The three must-have volumes are Collected Poems, Summoned by Bells, and Trains and Buttered Toast. With these you have almost the entirety of Betjeman’s output.  I would urge you also to buy A. N. Wilson’s excellent biography, entitled simply Betjeman.  Here are details of the books, with typical retail prices:

Collected Poems, John Murray, first published 1958, most recently 2001 (£7)

Summoned by Bells, John Murray, first published 1960 (£7)

Trains and Buttered Toast, ed. Stephen Games, John Murray, 2006 (£7)

Betjeman, A. N. Wilson, Arrow Books, 2006 (£9)

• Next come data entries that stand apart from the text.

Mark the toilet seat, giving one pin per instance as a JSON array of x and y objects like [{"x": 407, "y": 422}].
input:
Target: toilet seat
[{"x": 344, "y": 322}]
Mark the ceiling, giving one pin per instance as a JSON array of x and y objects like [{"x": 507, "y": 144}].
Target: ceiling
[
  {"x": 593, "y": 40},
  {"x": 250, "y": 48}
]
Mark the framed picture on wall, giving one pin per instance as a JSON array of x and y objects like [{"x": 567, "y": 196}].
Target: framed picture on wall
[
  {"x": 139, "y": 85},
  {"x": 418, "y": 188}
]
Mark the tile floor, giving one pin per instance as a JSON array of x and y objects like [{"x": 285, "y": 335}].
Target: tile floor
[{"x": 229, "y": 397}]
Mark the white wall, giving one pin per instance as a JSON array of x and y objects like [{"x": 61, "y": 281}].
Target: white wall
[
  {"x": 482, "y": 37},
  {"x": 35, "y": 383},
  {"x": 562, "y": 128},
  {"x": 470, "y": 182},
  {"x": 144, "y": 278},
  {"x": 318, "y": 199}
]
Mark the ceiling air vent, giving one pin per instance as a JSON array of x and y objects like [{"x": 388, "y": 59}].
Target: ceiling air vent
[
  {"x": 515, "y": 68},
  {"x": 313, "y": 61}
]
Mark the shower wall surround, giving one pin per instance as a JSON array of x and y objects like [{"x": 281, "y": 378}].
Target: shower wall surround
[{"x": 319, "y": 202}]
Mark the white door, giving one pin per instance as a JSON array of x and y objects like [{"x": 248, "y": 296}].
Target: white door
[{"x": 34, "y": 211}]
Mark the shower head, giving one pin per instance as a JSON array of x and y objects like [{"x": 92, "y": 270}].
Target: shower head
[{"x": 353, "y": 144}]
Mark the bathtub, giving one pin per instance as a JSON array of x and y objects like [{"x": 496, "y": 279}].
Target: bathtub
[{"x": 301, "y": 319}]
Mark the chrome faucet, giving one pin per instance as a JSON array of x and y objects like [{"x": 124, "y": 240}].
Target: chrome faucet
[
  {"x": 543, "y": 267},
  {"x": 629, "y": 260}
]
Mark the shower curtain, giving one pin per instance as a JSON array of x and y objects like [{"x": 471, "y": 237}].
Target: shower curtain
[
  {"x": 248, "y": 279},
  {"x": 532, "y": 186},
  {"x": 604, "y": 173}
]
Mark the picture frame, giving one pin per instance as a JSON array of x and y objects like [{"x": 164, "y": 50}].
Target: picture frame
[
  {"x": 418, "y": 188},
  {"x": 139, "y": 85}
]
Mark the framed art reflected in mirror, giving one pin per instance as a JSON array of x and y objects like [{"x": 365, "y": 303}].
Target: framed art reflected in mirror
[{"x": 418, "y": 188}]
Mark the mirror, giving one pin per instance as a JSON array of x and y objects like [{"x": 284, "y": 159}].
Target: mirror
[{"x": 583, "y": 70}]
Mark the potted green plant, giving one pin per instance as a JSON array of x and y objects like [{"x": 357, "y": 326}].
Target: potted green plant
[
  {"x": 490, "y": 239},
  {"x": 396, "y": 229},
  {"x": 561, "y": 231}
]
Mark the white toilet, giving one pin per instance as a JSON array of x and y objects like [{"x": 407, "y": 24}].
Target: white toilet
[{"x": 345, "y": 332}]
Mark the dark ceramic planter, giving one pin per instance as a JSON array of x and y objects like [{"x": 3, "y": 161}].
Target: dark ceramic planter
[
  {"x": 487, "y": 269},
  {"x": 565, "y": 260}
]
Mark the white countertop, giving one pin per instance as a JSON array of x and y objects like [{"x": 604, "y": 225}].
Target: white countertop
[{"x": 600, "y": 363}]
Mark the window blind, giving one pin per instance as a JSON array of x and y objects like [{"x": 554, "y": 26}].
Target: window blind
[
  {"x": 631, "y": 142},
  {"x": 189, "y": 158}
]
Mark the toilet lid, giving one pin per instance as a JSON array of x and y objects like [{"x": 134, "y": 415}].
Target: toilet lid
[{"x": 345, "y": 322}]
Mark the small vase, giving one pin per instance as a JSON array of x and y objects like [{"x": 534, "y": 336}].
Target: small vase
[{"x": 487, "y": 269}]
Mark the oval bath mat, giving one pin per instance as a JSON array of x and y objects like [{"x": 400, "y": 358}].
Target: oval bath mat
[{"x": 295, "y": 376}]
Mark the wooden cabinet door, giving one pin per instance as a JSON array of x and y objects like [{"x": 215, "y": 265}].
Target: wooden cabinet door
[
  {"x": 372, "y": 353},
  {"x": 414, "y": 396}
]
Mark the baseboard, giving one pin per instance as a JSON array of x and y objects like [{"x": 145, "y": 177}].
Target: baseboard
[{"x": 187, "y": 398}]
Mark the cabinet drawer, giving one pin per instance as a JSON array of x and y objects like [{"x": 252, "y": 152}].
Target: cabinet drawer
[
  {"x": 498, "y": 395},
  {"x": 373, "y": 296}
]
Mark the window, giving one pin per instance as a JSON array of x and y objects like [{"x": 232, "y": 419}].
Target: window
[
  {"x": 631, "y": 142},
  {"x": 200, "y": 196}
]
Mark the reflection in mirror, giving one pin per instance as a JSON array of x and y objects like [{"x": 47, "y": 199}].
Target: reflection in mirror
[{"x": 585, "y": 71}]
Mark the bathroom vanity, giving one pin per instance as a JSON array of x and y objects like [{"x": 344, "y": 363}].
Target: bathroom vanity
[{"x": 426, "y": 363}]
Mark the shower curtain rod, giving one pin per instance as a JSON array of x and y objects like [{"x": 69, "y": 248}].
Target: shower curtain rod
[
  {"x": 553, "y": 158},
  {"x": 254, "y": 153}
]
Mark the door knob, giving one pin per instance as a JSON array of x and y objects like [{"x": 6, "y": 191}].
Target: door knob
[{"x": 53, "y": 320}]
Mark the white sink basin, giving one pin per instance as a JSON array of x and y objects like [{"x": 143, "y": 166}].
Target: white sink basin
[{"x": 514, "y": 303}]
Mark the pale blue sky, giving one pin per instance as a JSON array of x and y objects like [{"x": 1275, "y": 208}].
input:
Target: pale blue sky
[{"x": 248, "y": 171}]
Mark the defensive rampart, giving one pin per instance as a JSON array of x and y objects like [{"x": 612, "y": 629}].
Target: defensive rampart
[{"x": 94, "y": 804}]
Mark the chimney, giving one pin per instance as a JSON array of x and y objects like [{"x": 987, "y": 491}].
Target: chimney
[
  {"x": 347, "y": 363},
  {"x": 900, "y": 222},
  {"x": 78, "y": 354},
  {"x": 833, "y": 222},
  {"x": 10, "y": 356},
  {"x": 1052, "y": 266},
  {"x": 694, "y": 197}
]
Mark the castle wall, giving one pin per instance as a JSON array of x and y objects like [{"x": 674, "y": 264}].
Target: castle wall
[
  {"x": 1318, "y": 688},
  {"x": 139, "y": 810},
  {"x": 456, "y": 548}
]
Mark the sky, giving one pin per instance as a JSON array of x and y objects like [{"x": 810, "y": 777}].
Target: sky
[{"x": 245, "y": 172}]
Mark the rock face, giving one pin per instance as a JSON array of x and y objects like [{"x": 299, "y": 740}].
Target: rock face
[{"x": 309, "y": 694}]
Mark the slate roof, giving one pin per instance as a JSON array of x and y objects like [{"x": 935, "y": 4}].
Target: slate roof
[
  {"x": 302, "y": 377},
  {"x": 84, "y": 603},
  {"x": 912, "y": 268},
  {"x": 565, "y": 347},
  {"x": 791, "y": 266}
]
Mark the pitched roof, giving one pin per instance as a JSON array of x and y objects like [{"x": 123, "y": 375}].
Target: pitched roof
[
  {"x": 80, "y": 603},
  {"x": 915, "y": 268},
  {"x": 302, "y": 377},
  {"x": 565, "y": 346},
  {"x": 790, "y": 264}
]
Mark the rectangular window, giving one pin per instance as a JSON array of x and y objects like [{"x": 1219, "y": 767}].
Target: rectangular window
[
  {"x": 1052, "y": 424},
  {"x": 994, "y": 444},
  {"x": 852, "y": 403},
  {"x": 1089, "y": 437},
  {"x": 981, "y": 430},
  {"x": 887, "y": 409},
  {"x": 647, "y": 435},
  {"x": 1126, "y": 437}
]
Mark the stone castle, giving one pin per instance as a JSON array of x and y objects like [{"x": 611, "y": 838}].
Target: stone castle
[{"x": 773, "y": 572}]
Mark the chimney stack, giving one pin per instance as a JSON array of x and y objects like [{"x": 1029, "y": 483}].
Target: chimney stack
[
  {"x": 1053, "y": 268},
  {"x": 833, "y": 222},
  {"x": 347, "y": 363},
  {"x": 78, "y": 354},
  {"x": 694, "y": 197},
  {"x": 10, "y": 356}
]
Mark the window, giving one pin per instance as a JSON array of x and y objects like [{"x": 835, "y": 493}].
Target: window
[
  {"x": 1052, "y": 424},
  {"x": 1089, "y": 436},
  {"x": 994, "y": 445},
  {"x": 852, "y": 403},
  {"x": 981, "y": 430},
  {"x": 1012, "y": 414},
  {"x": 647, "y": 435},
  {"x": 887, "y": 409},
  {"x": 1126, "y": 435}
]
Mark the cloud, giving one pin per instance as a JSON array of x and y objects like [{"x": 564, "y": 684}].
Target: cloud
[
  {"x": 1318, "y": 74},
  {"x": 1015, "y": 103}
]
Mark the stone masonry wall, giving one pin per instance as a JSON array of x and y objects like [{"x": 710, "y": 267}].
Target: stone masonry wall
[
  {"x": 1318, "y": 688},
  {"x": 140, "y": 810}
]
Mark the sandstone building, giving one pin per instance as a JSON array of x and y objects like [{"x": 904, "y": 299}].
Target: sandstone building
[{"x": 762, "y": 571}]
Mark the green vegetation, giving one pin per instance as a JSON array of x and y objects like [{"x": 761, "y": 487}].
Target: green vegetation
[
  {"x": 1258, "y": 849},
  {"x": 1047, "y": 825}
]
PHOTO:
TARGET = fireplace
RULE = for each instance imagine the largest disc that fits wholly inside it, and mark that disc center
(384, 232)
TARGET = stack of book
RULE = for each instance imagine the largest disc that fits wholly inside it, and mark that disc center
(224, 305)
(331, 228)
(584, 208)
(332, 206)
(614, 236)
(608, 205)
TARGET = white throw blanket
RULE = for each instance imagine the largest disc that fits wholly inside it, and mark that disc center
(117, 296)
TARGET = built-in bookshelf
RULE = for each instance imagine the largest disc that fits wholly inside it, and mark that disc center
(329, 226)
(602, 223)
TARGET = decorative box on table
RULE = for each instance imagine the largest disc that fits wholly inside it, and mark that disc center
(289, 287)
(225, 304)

To see Betjeman at work, go to https://www.bbc.co.uk/programmes/p025jt33 for a short list of Betjeman’s TV appearances, though be warned that you may have to fiddle around with iPlayer to get them.  His TV performances are easier to find on DVD from Amazon and other on-line retailers, though they are not cheap.  My suggested best buy is a boxed set of four from Amazon at £22. It is hard to obtain the BBC’s sound recordings of Betjeman’s voice but, again, if you search Amazon and other on-line retailers you will find good collections on CD – and they are a lot less expensive than the DVDs, generally between £7 and £10.